After eating that delicious, enormous meal, we ordered delicious, enormous dessert: chocolate cake for me and peach cobbler for Ted, both a la mode.
A man named John came up to our table while we were eating and told us to be careful on highway 46 because a cyclist was killed there last Friday, hit from behind by a semi. He told us that the mentality out here is that bikes do not belong on the road and that many people in the community are placing the blame for the crash on the cyclist because he had the audacity to ride on the road. This belief is obviously not supported by the law; cyclists have the right to ride on the road if the shoulder is not safe or does not exist. But it doesn’t matter if the law supports you if you’re dead, so we’ve been very careful and very grateful for our rearview mirrors. Most drivers have been courteous, but we’ve had to bail off the shoulder a couple times.
The shoulders have varied from not existing at all to being beautiful shoulders that seem to be made with cyclists in mind, as seen in the first picture below. Sometimes there are shoulders that are just rumble strips, which is the worst thing to ride over, and sometimes, as in the third picture below, there’s a gravel path beside the road that some folks decide to ride on.

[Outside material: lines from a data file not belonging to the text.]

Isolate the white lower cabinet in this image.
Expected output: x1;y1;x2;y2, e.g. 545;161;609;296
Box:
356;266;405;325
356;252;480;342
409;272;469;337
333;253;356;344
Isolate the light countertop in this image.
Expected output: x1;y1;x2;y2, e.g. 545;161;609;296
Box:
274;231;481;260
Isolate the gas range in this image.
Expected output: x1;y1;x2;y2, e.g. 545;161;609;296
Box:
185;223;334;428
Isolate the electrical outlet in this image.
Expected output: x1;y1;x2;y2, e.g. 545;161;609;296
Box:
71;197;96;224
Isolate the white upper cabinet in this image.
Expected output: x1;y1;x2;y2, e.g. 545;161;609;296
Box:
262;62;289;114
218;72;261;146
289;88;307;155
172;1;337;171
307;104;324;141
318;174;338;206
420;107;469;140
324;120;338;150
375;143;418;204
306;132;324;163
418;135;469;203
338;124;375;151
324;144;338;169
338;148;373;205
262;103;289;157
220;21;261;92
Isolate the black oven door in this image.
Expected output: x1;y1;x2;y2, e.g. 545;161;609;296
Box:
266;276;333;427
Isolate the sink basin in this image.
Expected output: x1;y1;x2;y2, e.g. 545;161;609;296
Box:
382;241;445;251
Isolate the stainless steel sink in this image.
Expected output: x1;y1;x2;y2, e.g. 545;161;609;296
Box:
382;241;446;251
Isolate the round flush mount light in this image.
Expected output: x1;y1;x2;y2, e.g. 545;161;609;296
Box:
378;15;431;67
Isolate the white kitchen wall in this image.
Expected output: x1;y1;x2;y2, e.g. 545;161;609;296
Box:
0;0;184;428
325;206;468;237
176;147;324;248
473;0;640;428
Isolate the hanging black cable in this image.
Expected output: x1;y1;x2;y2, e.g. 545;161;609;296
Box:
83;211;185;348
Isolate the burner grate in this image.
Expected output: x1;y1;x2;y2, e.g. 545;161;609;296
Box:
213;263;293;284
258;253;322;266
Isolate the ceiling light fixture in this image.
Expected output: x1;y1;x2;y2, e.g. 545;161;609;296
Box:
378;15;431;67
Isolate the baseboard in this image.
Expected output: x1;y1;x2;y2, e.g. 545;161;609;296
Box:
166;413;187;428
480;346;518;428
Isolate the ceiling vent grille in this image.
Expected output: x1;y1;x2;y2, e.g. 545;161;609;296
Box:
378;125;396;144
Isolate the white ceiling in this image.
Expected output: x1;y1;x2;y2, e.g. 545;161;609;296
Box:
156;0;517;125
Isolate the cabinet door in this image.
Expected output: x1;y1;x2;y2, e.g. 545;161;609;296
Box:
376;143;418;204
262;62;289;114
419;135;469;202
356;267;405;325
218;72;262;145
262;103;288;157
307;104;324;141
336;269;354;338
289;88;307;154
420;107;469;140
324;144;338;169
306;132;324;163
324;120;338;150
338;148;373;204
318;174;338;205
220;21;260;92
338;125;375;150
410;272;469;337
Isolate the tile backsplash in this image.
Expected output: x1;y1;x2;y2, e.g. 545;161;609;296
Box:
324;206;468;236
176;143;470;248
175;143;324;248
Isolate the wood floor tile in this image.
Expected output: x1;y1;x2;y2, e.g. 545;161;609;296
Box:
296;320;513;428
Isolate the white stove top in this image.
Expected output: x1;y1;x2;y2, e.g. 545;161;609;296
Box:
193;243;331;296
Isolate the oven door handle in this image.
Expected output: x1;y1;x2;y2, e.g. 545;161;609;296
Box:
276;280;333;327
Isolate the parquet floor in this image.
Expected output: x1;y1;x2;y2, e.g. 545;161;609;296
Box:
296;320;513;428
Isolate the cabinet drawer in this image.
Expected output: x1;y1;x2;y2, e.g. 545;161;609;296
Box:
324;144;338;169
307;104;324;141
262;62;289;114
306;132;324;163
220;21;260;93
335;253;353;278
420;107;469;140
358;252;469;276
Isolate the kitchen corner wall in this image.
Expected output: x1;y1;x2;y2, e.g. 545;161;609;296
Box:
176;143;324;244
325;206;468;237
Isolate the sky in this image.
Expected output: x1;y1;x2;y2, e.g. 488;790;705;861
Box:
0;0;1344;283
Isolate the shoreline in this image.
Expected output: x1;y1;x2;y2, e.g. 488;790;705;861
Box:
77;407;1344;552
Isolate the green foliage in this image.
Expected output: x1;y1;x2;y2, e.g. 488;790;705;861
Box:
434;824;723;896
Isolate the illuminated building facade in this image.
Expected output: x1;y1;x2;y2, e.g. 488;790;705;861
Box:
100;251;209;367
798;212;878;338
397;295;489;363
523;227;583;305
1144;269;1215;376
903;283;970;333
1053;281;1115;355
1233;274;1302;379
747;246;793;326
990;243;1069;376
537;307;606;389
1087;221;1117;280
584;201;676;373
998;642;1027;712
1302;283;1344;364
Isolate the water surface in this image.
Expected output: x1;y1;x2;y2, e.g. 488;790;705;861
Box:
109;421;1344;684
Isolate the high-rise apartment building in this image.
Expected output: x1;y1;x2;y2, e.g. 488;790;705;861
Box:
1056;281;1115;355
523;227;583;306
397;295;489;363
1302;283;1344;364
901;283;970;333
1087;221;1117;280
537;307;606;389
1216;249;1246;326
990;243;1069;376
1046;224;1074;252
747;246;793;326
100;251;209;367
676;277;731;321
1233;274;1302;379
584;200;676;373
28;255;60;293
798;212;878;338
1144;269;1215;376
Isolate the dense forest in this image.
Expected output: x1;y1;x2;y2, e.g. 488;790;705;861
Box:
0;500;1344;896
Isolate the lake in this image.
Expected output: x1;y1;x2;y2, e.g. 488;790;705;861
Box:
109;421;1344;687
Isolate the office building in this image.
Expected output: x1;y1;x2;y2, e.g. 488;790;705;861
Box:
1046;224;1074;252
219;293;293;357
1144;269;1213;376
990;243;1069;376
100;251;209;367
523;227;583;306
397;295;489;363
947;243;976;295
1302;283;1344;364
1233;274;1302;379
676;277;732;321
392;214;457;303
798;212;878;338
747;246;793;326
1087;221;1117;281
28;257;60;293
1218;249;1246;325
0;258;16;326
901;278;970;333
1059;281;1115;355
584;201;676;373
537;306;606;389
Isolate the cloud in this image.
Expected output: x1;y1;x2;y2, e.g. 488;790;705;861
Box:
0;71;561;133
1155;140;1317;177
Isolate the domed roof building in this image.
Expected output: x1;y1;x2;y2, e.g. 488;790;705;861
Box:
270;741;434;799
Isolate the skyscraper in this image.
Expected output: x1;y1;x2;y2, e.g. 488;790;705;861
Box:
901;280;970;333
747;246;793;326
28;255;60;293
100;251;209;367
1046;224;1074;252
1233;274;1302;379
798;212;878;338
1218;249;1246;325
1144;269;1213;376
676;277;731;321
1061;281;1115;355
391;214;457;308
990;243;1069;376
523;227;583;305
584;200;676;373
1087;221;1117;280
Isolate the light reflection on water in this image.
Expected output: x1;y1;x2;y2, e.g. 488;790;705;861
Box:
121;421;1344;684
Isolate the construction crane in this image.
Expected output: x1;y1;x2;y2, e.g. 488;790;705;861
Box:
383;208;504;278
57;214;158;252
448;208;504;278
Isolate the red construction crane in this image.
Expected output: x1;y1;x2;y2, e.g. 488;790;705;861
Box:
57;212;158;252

It’s slow going on gravel, though, so we tend to stay on the road as much as possible. The middle picture below is of this annoying type of shoulder that could have been great, but the right portion is a steep slope toward the ditch, which is hard to ride on for a long spell. And the surface is pretty poor so it’s just not fun all around. You become very familiar with all of the different types of shoulders on highways on your bike.
The section of road from Enderlin to Kindred was dangerous no-shoulder land, and with a headwind for about 30 miles, it was not fun riding. Hot, too, and lots of traffic. We reached Kindred and were greeted by a beautiful bike path and this friendly sign.
After we drank two liters of Gatorade at the gas station, we took on the last 20 or so miles to Fargo. We were both feeling surprisingly great after 105 miles and were like, “20 miles? That’s nothing!”
Turns out 20 miles is not nothing, especially because the headwind picked up significantly during our short break. We made it to the strip mall district past West Fargo and made a quick stop at Verizon and an outdoor store, then made the final push to our warm showers stay near downtown Fargo. All told, it was a 129.2 mile day, further than I ever would have thought possible!
Our warm showers host is amazing. Lindsey is 24 years old, already has a master’s degree, and works as a wetlands biologist for the USDA. Very far along in her career for being so young! Super smart, friendly, and a great cook! She made us sausage sandwiches, coleslaw, and country-fried potatoes. Perfect meal after a long ride. She also read us a very informative Wikipedia page about hotdish and told us that it’s one of the main things we should know about as we travel through the region. That explained the waitress’s confusion. I may as well have been asking her to explain bread to me.
Early to bed tonight to hang out in Fargo tomorrow morning.